# Hug or cuddle



## Tyson786

Hey everyone,

I just wanted to ask you something about the word kush?

I know kush can mean (bird) but is there a word to say hug that sounds like kush ?

I heard a Turkish man say kush to his child and he gave him a hug!

Thanks


----------



## RimeoftheAncientMariner

Hello

All I can think of is that he might have sounded like kush when belting out the word kosh(run) so that maybe he ran to his father and gave him a hug.


----------



## Tyson786

Thank you so much
I think you have got it, makes perfect sense
Cheers


----------



## RimeoftheAncientMariner

Yes you are welcome

For the verb ' belting out ' , it does not fit in here so i would like to correct it to ' hollering '


----------



## Tyson786

Thanks


----------



## RimeoftheAncientMariner

Sure )

I would be more than glad if you'd correct me wherever i make grammatical or otherwise mistakes , too!

Thank You )


----------



## Tyson786

No worries I will always try to correct any grammatical mistakes


----------



## Tyson786

RimeoftheAncientMariner said:


> Hello
> 
> All I can think of is that he might have sounded like kush when belting out the word kosh(run) so that maybe he ran to his father and gave him a hug.

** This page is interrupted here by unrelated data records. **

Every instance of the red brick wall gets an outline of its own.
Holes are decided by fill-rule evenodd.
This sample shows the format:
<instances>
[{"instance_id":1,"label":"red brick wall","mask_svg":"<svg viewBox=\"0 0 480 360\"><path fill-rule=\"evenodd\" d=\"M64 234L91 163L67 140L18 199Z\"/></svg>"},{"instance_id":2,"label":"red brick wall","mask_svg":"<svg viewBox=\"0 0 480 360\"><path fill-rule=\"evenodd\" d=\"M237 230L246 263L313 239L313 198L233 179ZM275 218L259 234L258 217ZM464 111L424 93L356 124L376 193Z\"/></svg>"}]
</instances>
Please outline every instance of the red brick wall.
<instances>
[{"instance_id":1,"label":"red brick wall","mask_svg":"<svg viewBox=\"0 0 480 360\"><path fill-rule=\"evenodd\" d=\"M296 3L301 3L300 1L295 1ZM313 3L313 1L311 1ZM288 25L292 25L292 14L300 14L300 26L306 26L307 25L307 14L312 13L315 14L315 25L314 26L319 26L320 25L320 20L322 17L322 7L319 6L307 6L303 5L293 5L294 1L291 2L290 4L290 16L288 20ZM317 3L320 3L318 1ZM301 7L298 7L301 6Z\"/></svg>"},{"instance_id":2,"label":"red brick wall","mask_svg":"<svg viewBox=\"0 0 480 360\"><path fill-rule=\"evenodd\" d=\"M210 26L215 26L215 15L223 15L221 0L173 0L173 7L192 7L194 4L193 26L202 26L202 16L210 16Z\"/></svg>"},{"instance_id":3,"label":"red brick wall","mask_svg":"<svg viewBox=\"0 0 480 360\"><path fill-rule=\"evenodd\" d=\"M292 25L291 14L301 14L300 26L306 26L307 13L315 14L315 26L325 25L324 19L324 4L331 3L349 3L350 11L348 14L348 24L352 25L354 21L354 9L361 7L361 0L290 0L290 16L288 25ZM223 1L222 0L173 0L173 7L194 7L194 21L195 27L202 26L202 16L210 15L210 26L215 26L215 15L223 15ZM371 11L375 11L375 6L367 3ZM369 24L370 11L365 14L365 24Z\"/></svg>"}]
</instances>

Could kosh also mean hurry up?


----------



## RimeoftheAncientMariner

Tyson786 said:


> Could kosh also mean hurry up?


Although it alludes to the activity of running, it may be used as such in certain circumstances, I guess.

Tren kaciyor, kos - the train is leaving, run ( hurry up )


----------



## Tyson786

RimeoftheAncientMariner said:


> Although it alludes to the activity of running, it may be used as such in certain circumstances, I guess.
> 
> Tren kaciyor, kos - the train is leaving, run ( hurry up )




Thank you so much for the response, I appreciate that, so sorry for the late reply


----------